Collisions par temps calme, Stéphane BEAUVERGER

Troisième texte d’une petite collection aux grandes idées, Eutopia, qui propose des novellas traitant d’utopie (vu le sujet restreint, pas étonnant que seulement trois titres soient sortis à l’heure actuelle), Collisions par temps calme est un petit bijou qui m’a enlevé durant tout le temps de sa lecture. Une utopie sise en Bretagne qui propose, avec calme et sérénité, une réflexion profonde sur notre monde et sur la place possible des I.A. dans notre société. Ainsi que des interrogations sur la famille et le deuil. Un texte d’une grande richesse.

Une ambiance incroyablement immersive

Depuis 2009, Stéphane Beauverger écrivait toujours, mais des nouvelles. Collisions par temps calme est donc son premier texte long depuis plus de dix ans. Ce n’est certes qu’une novella, mais un texte dense d’une richesse qui m’a conquis. Je me rappelle avoir beaucoup aimé le tryptique Chromozone, mais cela ne me certifiait pas une lecture plaisir. Et pourtant, dès les premières lignes l’auteur a su installer une ambiance et me donner l’impression d’appartenir à l’histoire. Il nous colle au personnage et, par petites touches (tout ce que j’aime), il croque son portrait. Ainsi qu’une peinture tout sauf complète du décor, mais avec juste ce qu’il faut de détails pour nous permettre d’y vivre.

Sylas vit sur une ile bretonne, avec son mari et leur fille. Enfin, chacun dans sa maison, pour respecter le travail et la personnalité de chacun. Sa vie semble douillette malgré certains ennuis qui pointent leur nez. Et surtout l’arrivée de sa sœur, Calie, qui vient lui demander quelque chose de grave, de définitif. Quelque chose qui va bouleverser son équilibre. Et malgré cela, on aimerait y être, sur cette ile, à tenir un mug de café chaud dans la main, à se promener sur la plage de sable et à avoir le nez rougi, les lèvres collées par le sel du vent et de la mer. D’ailleurs, on y est, avec Sylas. Et comme c’est agréable.

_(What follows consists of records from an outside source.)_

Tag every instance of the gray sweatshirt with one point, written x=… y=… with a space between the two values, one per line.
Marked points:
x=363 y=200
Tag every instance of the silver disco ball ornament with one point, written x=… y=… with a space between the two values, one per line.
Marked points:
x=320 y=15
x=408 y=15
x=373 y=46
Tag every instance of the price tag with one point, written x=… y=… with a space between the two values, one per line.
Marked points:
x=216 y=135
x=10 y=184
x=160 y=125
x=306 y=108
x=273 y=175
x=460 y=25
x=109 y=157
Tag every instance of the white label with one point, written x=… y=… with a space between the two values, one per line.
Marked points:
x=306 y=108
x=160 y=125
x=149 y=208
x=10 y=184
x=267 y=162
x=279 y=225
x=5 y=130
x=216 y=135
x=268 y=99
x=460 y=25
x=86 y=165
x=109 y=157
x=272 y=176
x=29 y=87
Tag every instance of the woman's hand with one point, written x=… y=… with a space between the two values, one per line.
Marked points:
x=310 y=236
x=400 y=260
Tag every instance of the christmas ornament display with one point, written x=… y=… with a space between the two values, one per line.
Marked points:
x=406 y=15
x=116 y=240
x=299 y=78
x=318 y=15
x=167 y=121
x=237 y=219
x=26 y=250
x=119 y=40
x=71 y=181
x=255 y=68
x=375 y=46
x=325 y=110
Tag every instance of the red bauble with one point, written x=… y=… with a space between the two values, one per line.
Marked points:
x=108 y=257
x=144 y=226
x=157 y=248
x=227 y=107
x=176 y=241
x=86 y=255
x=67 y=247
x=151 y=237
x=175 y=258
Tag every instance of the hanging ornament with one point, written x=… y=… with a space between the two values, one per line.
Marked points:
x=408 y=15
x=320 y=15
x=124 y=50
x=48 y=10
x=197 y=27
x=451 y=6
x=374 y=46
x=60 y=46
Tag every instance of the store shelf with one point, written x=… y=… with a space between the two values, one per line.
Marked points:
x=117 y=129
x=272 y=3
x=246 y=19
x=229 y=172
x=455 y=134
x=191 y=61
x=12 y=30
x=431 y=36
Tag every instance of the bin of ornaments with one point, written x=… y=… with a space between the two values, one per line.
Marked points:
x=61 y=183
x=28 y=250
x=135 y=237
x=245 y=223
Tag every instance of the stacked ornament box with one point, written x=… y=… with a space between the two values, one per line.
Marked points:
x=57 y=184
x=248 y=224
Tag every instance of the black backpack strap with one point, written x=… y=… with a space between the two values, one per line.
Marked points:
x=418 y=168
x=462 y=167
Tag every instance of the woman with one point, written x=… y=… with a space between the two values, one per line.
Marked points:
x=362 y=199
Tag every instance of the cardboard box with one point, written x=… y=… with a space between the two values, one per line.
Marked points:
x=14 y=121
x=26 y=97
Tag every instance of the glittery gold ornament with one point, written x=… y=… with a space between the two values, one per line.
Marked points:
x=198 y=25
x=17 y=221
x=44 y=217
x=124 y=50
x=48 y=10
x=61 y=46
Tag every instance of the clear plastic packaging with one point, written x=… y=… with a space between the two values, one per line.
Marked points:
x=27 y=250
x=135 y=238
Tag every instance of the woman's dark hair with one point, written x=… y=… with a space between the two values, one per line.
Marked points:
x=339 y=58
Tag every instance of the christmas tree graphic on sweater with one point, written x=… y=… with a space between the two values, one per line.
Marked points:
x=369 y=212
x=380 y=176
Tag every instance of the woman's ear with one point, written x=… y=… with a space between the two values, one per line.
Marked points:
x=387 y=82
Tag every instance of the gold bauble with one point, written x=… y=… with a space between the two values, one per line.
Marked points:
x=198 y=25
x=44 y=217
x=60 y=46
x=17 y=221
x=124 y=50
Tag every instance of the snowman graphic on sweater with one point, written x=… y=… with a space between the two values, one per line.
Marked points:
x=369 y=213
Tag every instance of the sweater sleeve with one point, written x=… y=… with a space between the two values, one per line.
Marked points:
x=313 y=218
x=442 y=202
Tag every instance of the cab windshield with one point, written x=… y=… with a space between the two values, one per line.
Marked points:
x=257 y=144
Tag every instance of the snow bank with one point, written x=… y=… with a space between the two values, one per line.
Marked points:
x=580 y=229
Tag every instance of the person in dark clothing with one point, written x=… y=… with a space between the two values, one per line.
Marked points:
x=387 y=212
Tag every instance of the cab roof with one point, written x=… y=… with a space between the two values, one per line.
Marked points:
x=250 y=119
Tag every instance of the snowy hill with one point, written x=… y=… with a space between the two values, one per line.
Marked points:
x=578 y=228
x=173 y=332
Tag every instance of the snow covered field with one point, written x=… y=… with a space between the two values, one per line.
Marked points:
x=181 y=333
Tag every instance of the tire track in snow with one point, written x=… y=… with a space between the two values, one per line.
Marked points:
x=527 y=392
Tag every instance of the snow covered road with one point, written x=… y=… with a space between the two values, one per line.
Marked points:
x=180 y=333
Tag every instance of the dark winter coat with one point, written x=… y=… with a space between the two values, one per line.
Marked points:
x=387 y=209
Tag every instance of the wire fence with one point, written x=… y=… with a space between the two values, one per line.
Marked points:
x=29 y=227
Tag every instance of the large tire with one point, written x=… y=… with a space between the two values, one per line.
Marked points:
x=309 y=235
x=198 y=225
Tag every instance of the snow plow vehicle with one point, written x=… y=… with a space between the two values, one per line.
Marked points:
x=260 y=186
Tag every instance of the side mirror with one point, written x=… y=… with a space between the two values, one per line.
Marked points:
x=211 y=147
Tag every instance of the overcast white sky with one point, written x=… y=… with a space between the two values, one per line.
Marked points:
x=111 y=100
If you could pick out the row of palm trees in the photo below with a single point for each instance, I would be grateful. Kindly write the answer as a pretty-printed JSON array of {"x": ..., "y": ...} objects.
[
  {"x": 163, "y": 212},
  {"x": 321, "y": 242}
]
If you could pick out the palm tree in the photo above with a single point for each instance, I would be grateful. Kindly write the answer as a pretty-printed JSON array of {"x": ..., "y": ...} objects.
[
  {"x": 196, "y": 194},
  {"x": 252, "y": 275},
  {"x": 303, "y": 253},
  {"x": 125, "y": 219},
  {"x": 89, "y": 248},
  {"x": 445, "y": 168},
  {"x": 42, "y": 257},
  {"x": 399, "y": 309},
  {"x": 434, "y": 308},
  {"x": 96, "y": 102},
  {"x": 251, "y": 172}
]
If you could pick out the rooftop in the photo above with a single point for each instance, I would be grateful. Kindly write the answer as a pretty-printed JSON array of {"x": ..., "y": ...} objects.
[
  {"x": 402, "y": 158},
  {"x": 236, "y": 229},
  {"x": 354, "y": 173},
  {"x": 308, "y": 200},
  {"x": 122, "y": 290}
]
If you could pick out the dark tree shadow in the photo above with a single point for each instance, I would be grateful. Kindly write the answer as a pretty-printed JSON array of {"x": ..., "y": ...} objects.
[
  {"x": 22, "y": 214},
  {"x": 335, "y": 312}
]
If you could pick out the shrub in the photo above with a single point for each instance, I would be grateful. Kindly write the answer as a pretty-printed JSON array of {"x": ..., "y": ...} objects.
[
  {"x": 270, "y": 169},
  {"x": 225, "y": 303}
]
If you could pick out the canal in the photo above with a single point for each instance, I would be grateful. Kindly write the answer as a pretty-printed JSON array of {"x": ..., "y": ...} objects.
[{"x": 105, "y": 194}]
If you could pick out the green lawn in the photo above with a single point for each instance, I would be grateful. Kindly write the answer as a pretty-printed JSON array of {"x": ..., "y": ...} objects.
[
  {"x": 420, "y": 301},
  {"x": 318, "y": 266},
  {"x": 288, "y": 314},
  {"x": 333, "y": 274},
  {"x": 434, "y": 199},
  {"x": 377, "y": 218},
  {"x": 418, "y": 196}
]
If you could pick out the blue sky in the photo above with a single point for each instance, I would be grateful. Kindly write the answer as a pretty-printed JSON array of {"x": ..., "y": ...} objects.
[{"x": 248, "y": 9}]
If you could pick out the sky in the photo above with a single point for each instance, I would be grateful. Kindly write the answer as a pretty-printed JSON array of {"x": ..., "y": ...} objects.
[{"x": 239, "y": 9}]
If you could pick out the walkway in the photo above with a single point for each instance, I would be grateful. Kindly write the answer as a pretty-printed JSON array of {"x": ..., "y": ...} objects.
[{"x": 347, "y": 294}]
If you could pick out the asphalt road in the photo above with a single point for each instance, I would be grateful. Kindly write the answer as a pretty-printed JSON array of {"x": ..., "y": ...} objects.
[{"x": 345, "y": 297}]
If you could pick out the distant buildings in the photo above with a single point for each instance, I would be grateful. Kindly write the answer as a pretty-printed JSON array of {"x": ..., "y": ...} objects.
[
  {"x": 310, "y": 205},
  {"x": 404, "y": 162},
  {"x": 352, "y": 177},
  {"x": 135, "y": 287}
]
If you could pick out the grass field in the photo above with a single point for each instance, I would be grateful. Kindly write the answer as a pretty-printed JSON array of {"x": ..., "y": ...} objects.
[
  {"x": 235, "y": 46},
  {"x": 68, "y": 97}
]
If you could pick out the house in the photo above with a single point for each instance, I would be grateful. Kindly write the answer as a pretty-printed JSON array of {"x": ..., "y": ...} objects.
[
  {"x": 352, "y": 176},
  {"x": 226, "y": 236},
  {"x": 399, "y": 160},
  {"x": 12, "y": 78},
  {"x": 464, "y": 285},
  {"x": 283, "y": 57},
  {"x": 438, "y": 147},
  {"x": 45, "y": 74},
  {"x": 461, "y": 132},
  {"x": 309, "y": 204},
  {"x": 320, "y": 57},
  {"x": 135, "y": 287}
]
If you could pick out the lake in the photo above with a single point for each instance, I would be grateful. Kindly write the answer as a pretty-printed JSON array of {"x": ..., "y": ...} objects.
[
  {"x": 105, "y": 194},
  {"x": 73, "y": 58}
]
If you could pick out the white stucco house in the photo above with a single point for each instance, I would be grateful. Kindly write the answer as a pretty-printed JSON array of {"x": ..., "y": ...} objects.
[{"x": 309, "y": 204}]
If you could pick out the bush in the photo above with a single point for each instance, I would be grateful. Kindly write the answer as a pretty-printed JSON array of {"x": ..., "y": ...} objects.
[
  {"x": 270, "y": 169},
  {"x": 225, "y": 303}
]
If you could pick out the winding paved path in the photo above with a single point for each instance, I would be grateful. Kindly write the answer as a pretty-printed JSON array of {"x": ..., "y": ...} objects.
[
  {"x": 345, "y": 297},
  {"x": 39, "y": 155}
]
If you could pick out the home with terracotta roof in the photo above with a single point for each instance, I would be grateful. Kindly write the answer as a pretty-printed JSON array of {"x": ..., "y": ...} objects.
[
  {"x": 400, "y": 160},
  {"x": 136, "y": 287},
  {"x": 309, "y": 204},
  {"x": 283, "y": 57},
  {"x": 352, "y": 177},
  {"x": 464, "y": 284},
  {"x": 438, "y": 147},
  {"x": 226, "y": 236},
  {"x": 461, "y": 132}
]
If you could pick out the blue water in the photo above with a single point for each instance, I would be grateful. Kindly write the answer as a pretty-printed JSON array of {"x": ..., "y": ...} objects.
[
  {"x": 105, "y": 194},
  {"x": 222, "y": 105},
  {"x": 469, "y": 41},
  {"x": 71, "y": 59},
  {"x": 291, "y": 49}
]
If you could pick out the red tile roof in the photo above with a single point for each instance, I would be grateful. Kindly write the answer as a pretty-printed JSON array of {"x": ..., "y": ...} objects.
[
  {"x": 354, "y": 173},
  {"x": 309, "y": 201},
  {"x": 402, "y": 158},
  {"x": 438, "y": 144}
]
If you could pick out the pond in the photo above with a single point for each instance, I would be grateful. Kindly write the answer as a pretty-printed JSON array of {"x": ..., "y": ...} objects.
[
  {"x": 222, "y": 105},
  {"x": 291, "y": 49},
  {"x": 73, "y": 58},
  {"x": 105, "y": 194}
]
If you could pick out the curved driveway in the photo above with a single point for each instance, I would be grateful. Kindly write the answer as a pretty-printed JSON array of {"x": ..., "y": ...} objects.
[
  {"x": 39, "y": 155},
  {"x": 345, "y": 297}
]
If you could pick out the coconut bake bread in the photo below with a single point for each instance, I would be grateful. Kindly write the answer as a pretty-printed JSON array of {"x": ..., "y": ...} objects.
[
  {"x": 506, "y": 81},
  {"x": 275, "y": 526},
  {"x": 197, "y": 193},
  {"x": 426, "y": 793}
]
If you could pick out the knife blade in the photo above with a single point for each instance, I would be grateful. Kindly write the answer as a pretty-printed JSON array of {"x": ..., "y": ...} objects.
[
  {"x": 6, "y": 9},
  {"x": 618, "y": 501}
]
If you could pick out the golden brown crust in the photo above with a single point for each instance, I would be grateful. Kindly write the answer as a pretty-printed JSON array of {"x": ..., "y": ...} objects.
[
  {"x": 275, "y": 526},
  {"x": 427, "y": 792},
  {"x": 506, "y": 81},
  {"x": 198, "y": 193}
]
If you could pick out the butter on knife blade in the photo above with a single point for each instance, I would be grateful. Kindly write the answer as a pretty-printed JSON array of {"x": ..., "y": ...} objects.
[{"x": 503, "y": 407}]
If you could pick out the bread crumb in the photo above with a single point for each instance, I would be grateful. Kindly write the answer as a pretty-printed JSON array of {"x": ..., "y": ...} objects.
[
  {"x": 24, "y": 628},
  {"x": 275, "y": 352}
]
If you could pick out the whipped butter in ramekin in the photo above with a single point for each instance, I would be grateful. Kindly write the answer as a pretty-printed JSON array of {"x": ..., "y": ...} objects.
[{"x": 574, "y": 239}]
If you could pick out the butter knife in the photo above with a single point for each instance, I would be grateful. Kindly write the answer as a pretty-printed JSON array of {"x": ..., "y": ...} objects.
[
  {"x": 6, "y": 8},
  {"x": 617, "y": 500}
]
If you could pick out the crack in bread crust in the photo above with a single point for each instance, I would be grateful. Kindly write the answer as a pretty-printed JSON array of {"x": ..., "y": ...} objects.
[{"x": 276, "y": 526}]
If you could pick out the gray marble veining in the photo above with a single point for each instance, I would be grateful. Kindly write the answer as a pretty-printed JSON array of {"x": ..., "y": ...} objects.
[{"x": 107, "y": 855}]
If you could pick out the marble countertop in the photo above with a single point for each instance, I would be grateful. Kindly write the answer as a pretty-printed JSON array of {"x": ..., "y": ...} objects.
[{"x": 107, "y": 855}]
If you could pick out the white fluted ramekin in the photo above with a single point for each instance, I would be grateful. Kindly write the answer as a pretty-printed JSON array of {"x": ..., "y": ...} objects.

Par contre, j’ai eu un peu de mal, au début, avec un parti pris de narration assez original. On change, d’un chapitre à l’autre, voire d’un paragraphe à l’autre (mais le changement est visible grâce à un saut de ligne et une étoile), de narrateur : Sylas, pour commencer, puis Calie, après son arrivée sur l’ile. Jusqu’ici, rien de bien nouveau. Sauf que Stéphane Beauverger reprend la scène, non pas là où elle a été abandonnée, mais plusieurs lignes plus tôt. On assiste donc aux mêmes moments vus de l’autre côté. Là non plus, rien d’exceptionnel. Mais quand arrive le dialogue, je me suis dit que l’auteur ne s’était pas trop cassé la tête et que cela ne faisait pas beaucoup avancer l’histoire, puisque les paroles étaient reprises telles quelles. Jusqu’à ce que je m’aperçoive que même la perception du dialogue est changée : les mots différent en partie. Et, donc, le sens des phrases. Plus directes parfois, plus expéditives. La formulation reprend, et nous montre, l’état d’esprit de celui qui raconte. Comme Calie et Sylas apporte leur subjectivité dans l’analyse des données à propos de Simri. Tout est question de regard, de point de vue. Passionnante réflexion !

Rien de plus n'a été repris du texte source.